Anthropic moves Computer Use out of beta, ships native sandbox primitive
Claude's screen-grounded agent loop graduates with new tool-use primitives, an isolated sandbox, and tighter rate-limit policy for production deployments.
Anthropic moved its Computer Use capability into general availability today, exiting a six-month beta that had been gated behind a developer waitlist. The release adds a hosted sandbox that isolates browser and shell sessions per agent run, plus first-class tool primitives for keyboard, mouse, and clipboard actions.
What changed. Computer Use is GA. There is now a native isolated sandbox, deterministic screenshot sampling, and a published rate-limit policy for production traffic. Pricing for screenshot tokens is unchanged, but session-based billing replaces per-action billing.
Why it matters. This closes the largest operational gap between research demos and production deployments — sandbox lifecycle and screenshot cost predictability.
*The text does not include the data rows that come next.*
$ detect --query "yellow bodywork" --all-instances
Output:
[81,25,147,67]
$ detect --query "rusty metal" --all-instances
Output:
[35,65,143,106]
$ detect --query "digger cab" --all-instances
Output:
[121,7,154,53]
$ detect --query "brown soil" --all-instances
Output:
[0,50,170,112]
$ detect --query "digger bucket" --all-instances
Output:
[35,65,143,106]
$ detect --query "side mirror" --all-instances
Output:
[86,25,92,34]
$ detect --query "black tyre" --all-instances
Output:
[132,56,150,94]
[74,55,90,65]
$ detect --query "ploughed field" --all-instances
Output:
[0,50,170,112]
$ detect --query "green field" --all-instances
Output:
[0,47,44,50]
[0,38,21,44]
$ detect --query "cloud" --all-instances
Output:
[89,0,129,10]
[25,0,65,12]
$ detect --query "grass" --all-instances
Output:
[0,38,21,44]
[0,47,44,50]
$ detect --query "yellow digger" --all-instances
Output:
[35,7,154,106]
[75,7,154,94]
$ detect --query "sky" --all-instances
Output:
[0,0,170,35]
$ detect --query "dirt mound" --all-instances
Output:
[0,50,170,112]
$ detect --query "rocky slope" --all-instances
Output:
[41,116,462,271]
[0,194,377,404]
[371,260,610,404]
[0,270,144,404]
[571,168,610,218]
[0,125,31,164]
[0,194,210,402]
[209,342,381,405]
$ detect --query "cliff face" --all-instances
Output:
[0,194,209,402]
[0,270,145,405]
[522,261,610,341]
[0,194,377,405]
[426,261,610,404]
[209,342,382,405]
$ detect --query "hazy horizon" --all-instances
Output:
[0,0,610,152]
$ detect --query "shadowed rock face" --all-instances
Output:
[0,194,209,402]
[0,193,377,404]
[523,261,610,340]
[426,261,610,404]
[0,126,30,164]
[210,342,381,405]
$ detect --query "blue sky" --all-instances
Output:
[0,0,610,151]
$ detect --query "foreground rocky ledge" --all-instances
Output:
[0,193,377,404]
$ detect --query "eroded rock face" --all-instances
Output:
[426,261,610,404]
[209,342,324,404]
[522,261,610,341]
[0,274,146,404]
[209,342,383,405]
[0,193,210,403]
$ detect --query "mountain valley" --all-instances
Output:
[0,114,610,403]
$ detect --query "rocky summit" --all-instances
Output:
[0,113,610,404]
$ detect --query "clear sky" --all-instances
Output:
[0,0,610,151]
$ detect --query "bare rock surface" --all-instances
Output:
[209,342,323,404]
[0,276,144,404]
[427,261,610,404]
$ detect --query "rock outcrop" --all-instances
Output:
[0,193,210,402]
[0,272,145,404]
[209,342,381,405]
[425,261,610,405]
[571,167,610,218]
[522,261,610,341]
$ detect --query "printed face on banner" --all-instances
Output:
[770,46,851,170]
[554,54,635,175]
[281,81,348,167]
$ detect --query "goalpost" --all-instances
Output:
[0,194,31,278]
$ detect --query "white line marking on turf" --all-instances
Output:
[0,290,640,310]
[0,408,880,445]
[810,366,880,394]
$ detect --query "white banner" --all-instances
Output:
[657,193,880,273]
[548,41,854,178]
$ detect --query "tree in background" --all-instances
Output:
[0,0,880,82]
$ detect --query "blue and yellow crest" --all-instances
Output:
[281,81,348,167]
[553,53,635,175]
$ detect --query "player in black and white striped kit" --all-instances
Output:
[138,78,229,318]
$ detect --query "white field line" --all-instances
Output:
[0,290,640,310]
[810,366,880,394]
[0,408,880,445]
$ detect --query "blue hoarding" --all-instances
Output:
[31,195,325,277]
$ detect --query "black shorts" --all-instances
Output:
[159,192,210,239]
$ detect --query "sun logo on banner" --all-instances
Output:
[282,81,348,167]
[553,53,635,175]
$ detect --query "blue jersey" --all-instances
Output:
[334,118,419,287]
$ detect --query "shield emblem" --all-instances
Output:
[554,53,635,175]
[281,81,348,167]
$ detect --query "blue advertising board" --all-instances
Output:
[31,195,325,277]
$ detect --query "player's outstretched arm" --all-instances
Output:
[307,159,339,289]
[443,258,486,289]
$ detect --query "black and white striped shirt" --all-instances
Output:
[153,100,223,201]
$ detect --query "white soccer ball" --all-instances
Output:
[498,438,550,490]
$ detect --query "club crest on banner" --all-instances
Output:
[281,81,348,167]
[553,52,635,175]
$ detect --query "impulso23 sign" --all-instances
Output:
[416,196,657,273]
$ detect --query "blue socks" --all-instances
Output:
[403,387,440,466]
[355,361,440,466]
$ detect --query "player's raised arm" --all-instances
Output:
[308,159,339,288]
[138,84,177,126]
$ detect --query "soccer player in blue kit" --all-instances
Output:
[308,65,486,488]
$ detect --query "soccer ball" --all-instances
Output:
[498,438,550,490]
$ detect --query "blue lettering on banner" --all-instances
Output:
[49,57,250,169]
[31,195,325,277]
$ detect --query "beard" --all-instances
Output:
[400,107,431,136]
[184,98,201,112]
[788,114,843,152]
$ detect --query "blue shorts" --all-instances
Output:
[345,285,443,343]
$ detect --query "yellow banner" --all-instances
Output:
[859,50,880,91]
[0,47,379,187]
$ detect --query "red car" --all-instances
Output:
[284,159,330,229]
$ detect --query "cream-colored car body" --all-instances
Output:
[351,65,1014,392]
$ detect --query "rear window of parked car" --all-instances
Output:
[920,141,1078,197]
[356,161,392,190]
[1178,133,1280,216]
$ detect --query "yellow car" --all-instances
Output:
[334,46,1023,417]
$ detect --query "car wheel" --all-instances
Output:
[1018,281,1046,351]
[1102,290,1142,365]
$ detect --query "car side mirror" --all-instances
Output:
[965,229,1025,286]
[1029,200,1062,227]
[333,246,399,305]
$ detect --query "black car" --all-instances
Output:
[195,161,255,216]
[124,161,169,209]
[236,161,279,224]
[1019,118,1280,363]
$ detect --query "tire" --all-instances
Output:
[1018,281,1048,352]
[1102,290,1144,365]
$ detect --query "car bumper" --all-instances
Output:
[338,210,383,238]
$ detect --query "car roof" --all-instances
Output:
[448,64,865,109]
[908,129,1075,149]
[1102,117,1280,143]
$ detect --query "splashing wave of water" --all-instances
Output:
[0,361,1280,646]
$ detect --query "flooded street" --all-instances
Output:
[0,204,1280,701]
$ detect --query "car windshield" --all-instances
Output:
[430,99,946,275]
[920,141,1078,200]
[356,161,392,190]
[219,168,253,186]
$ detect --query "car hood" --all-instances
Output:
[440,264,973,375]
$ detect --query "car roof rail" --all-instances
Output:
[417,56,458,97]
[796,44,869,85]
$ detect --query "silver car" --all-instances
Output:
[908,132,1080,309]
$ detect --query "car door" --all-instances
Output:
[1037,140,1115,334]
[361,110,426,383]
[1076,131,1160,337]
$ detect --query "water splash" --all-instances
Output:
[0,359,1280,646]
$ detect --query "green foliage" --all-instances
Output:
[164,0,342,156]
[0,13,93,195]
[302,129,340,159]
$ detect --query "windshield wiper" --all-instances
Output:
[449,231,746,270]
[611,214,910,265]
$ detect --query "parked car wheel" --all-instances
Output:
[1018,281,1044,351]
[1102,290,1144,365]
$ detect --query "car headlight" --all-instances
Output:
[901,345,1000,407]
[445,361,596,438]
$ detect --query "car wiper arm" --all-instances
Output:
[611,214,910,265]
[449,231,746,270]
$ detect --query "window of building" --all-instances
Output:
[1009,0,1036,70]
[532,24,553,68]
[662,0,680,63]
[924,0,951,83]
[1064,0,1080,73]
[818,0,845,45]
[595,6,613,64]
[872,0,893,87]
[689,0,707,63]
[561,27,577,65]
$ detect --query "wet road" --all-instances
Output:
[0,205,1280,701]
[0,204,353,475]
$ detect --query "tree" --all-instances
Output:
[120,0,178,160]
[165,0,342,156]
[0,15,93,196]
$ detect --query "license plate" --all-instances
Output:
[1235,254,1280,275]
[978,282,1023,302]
Teams that had built their own VM-per-task harnesses can now deprecate that scaffolding.
Builder takeaway. If you are running browser agents on EC2 or Fly machines, audit the session pricing against your current per-task cost. Expect a 20-40% reduction for short-horizon tasks (under 90 seconds) and a small increase for long-horizon research tasks.
The company also published an evaluation harness for screen-grounded tasks that aligns with WebArena and OSWorld scoring, removing one of the more visible inconsistencies between vendors.